The term 3D bioprinting refers to the use of 3D printing technology to fabricate biomedical parts that, eventually, could be used to create replacement organs or other body parts as required. While we’re not at that point just yet, a number of big advances have been made toward this dream over the past couple of decades.
Now research from the University of New South Wales in Sydney, Australia, have demonstrated a promising advance in one of the toughest areas of 3D bioprinting: 3D printing bones.
They have developed a special ceramic ink that’s able to be printed with live cells, and without dangerous chemicals, at room temperature. The eventual goal is to be able to 3D print bones directly into the cavity of a patient, for scenarios in which a certain portion of bone has been removed or destroyed.
“This is the first technique of its kind that can create a construct that accurately mimics the physical and biological attributes of native bone,” Kristopher Kilian, associate professor in the School of Materials Science and Engineering at the University of New South Wales, told Digital Trends. “This opens up a variety of opportunities [including] repair of large-sized bone defects [in which] the body cannot automatically repair itself, where such defects might lead to losing the limb.

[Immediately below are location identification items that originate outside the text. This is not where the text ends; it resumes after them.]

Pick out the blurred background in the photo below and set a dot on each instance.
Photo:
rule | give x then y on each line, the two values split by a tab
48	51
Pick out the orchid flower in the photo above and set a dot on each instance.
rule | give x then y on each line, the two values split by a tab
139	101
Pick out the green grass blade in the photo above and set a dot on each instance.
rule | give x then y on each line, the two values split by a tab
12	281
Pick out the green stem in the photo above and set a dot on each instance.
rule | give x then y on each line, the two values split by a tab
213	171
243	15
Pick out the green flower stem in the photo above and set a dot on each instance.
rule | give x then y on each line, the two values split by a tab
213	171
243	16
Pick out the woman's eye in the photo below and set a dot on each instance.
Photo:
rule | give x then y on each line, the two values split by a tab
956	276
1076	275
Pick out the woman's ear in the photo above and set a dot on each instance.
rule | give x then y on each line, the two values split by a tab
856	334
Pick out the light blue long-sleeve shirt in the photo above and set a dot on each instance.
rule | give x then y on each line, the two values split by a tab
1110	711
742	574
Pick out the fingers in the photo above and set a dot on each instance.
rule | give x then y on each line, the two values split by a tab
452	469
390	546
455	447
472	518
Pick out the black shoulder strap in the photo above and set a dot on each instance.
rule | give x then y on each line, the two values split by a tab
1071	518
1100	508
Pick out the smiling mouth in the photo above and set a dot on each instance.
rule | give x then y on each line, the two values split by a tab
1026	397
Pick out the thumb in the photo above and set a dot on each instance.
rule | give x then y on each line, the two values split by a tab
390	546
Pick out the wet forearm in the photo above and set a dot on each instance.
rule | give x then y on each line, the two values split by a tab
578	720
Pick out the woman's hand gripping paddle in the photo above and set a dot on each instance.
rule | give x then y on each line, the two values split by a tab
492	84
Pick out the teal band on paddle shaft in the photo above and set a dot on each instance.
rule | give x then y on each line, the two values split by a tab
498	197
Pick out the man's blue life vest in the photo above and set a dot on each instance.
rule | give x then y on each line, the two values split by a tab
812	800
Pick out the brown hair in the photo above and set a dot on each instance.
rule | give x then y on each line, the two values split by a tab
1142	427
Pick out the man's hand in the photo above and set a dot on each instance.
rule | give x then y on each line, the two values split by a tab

We can also utilize the technology to generate bone models for scientists for studying bone physiology [and] pathology, or drug screening for the discovery of new drugs.”
So far, the team has optimized the printing process, the ink, and the bath in which they create the bonelike structures using living cells. As IEEE Spectrum reported, they have so far printed small bone structures. The next step will involve carrying out small animal trials to see if this can be used to help heal large-sized wounds.
“In line with this, we hope to identify partners to work with towards regulatory approval of the material,” Kilian said. “The technology allows us to pursue fabrication of patient-specific synthetic grafts in the laboratory which contains all the requisite biological entities of native bone. In the long term, we hope to translate the ink and printers directly into operating theatres for bone reconstruction during surgery.”
A paper describing the work was recently published in the journal Advanced Functional Materials.